Der Bürgschaftsrahmen des SoFFin von 52 Milliarden Euro wurde am 14. April 2009 um vier Monate bis zum 19. August 2009 verlängert.[123]

Übernahme durch Kapitalerhöhung

Der Bund konnte durch das Übernahmeangebot keine Kontrollmehrheit erreichen,[124][125] weil insbesondere US-Investor J. Christopher Flowers keine Bereitschaft zeigte, sein 21,7-Prozent-Paket abzugeben.[126] Immerhin konnte der Bund durch das Übernahmeangebot und auch weitere Aktienkäufe an der Börse aber 47,3 Prozent[127] der Aktien erwerben, was fast der einfachen Mehrheit (50 % + eine Aktie) entspricht.

Der Bund ging daraufhin das Risiko (da er noch keine 50 % + x erworben hatte) ein, zum 2. Juni 2009 eine außerordentliche Hauptversammlung einzuberufen, auf der über eine gigantische Kapitalerhöhung abgestimmt werden sollte. Diese soll anders als eine gewöhnliche Kapitalerhöhung nur vom Bund gezeichnet werden können.
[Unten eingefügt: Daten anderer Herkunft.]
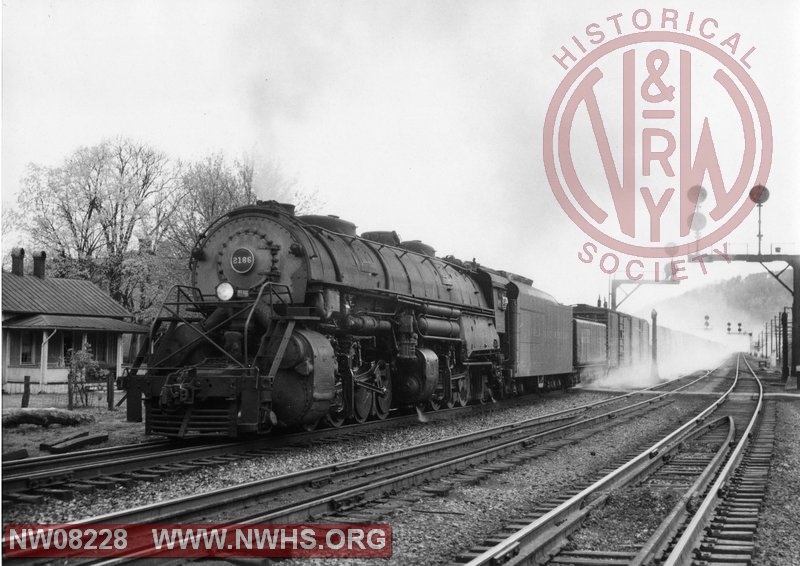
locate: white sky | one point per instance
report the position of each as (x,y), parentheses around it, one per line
(422,117)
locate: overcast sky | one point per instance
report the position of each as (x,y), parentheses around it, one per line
(420,117)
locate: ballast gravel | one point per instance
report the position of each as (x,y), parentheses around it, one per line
(434,530)
(778,542)
(101,502)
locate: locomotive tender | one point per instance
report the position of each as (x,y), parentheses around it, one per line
(296,320)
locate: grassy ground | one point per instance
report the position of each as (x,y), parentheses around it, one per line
(30,436)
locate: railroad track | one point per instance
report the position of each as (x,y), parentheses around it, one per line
(695,464)
(346,488)
(62,476)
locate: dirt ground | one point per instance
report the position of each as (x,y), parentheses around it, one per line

Normalerweise sind für eine solche Maßnahme drei Viertel aller anwesenden Stimmen erforderlich; eine Sonderregelung (§ 7 III 2. FMStBG) im Gesetz zur Stabilisierung der Banken sieht für Banken, die Staatshilfe benötigen, bei einer solchen Abstimmung aber nur die einfache (=absolute) Mehrheit vor, wenn die Hälfte des Grundkapitals vertreten ist.[128]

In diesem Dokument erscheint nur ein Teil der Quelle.